# How do you find the nth partial sum, determine whether the series converges and find the sum when it exists given ln(1/2)+ln(2/3)+ln(3/4)+...+ln(n/(n+1))+...?

Jan 4, 2018

We know that $\ln \left(\frac{a}{b}\right) = \ln \left(a\right) - \ln \left(b\right)$.

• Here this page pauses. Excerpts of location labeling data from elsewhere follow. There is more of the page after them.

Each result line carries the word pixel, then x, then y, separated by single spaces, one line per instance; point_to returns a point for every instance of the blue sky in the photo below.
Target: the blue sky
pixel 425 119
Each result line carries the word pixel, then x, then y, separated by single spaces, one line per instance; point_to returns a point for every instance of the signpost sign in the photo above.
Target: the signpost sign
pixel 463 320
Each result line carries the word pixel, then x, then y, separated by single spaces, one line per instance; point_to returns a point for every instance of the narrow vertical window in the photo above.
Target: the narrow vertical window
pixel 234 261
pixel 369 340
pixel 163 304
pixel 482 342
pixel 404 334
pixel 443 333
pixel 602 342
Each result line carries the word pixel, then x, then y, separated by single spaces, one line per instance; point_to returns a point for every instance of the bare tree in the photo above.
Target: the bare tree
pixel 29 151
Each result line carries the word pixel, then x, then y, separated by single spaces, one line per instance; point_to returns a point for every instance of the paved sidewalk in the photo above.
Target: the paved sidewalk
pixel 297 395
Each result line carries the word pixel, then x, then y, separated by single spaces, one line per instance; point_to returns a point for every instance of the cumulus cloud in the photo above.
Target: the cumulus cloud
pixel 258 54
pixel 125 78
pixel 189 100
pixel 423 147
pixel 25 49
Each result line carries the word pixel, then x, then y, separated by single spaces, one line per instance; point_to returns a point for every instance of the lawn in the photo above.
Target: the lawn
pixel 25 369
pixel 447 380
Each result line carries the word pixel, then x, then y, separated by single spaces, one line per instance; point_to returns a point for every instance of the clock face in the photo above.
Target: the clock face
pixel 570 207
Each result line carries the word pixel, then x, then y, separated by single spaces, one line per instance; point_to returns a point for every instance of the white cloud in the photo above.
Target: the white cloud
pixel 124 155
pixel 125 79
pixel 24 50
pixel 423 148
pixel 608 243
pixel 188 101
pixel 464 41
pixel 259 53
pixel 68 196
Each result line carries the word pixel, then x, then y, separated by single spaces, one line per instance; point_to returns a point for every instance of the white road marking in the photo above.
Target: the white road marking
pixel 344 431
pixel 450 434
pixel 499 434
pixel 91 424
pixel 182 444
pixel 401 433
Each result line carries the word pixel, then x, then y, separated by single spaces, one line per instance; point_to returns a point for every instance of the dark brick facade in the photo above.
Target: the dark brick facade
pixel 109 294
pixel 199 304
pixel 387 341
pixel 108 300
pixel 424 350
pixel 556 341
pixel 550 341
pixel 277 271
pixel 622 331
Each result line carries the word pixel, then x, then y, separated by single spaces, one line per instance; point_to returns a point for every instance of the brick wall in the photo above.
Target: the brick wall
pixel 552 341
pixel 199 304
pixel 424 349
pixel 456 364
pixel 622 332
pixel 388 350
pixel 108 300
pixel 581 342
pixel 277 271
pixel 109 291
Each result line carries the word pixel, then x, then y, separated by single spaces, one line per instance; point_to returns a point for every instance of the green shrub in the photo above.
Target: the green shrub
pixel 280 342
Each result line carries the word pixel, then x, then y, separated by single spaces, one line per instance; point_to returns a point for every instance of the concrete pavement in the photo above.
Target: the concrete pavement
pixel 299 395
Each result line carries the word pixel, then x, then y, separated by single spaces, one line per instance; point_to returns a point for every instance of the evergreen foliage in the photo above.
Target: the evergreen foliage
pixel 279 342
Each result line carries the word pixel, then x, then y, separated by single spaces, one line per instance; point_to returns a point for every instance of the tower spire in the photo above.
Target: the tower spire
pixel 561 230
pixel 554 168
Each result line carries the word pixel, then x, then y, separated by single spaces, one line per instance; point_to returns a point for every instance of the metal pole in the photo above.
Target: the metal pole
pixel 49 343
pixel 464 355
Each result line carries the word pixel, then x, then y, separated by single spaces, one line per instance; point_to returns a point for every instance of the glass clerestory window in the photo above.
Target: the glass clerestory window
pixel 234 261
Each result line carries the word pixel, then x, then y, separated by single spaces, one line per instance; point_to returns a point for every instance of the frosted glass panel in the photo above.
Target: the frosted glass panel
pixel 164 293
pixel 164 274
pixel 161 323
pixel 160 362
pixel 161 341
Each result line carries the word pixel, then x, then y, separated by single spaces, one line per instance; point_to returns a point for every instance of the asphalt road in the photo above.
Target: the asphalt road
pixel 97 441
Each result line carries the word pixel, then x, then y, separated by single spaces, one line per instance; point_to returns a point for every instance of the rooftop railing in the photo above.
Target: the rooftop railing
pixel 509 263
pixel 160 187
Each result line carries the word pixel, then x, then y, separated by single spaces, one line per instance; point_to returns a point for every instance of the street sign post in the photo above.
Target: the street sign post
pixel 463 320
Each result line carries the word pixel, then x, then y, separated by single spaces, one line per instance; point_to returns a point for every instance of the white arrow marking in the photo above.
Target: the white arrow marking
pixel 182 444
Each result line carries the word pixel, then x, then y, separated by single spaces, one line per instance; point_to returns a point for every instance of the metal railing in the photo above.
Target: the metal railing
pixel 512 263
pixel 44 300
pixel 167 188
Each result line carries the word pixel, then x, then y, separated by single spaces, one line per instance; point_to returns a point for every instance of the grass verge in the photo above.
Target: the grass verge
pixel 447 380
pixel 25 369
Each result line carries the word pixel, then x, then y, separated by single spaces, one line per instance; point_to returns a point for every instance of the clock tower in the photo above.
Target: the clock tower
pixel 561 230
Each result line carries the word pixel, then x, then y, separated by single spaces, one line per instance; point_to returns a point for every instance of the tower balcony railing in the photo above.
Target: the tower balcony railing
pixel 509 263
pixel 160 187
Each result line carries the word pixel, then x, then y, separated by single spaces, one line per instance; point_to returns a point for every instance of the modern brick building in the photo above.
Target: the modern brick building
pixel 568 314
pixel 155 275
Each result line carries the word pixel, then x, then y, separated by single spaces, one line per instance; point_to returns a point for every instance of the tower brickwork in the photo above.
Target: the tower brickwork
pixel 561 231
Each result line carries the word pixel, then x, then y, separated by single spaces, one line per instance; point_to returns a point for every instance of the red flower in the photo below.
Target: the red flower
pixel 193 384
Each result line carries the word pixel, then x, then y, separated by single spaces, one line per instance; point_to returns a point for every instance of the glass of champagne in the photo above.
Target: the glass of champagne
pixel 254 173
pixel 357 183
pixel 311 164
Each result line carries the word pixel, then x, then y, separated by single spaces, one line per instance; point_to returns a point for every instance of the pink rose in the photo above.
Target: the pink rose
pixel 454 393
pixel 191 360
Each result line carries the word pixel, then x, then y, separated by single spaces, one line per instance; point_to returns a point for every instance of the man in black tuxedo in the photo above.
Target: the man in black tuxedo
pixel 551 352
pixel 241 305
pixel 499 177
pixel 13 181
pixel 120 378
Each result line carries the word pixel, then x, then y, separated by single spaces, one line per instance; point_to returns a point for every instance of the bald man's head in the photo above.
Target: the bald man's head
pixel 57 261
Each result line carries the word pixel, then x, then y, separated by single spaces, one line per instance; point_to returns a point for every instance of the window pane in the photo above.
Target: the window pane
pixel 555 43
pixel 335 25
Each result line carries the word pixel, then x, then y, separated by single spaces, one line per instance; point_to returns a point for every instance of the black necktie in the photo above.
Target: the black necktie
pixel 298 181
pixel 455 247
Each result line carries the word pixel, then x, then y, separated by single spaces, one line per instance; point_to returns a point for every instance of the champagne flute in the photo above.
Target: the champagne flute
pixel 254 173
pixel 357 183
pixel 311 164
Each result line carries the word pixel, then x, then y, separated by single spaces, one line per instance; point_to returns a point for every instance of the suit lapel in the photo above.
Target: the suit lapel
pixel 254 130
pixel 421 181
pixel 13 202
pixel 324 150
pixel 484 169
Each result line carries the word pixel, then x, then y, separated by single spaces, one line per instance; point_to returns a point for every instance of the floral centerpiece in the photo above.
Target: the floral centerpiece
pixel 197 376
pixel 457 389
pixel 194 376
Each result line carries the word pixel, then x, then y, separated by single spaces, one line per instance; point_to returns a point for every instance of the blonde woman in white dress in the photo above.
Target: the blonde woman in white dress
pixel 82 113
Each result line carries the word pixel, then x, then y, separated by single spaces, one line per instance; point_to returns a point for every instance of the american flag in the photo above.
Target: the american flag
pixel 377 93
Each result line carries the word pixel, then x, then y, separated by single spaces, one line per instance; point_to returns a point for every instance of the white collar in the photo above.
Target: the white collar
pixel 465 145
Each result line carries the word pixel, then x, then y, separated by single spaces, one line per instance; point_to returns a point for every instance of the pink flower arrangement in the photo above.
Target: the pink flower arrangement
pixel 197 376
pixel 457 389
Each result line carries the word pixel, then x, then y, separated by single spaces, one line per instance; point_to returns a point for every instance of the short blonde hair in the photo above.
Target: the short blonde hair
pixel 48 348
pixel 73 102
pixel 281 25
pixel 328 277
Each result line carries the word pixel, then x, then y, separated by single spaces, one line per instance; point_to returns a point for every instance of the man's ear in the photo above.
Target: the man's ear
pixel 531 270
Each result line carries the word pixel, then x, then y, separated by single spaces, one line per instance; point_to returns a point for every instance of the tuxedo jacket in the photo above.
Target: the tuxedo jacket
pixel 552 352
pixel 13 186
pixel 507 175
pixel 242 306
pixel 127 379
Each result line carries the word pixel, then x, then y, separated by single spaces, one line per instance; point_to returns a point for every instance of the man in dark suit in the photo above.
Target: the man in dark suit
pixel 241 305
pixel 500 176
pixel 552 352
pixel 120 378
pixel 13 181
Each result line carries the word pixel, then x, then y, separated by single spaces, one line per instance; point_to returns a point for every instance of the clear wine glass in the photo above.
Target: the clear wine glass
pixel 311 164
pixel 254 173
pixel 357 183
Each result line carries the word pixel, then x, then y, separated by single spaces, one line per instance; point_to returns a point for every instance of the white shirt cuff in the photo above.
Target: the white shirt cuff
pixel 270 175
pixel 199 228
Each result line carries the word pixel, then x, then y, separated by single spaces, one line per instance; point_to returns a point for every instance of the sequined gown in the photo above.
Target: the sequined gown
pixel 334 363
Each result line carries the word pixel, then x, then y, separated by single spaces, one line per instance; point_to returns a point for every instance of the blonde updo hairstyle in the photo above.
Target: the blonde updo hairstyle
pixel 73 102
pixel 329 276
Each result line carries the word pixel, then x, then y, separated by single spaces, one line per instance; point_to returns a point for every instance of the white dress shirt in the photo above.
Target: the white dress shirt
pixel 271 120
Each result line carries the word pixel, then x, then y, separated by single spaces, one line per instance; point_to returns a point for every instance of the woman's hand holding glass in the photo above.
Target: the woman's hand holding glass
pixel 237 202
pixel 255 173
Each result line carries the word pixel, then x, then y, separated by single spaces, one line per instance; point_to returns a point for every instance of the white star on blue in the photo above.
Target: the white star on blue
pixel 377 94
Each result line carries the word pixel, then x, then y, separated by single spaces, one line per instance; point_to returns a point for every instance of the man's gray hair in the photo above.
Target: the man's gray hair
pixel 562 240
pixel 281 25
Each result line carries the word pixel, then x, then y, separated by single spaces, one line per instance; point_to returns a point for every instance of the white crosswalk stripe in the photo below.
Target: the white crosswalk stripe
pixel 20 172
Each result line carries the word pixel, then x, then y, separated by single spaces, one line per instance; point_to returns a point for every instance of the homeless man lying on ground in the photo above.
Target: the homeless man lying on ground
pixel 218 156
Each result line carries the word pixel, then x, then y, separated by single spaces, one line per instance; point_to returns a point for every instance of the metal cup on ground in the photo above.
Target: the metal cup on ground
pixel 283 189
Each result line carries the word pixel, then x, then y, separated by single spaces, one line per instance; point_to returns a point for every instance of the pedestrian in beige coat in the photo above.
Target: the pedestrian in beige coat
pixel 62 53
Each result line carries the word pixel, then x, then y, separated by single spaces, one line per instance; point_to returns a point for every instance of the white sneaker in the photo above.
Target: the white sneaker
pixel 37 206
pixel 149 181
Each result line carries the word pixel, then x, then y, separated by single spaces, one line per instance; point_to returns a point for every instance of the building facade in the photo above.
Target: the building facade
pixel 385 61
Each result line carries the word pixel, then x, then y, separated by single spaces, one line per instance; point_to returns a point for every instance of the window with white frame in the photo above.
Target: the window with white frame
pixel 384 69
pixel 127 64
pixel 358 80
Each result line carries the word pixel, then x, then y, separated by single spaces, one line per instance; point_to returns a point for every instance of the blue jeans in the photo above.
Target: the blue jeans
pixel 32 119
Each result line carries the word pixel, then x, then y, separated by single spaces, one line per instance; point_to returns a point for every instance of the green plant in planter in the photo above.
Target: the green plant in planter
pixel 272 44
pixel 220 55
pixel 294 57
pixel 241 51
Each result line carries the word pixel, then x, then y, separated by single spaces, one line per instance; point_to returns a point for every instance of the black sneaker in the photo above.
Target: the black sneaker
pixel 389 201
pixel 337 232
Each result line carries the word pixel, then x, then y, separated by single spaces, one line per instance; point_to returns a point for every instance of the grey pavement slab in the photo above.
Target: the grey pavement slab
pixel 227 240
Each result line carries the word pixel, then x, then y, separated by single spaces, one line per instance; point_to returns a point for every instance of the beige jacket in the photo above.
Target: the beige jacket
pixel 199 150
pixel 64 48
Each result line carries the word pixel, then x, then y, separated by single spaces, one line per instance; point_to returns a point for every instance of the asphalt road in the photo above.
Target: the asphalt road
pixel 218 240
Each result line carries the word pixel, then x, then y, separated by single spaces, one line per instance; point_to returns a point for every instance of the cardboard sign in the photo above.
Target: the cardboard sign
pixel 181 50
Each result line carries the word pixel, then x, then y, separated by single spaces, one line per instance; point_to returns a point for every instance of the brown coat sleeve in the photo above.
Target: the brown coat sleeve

So, we can rewrite the sum
$\ln \left(\frac{1}{2}\right) + \ln \left(\frac{2}{3}\right) + \ln \left(\frac{3}{4}\right) + \ldots + \ln \left(\frac{n - 1}{n}\right) + \ln \left(\frac{n}{n + 1}\right)$
to
=(ln(1)-ln(2))+(ln(2)-ln(3))+(ln(3)-ln(4))+…+(ln(n-1)-ln(n))+(ln(n)-ln(n+1)).

Slightly rearrange the terms:
=ln(1)+(ln(2)-ln(2))+(ln(3)-ln(3))+…+(ln(n-1)-ln(n-1))-ln(n+1)

See how almost all of the terms cancel out? This is called a telescoping sum. Everything simplifies to
$= \ln \left(1\right) - \ln \left(n + 1\right)$
$= \ln \left(\frac{1}{n + 1}\right)$

Now, to find the sum of the infinite series, set $n \to \infty$:
${\lim}_{n \to \infty} \ln \left(\frac{1}{n + 1}\right)$
$= - \infty$

So, the sum of the infinite series diverges.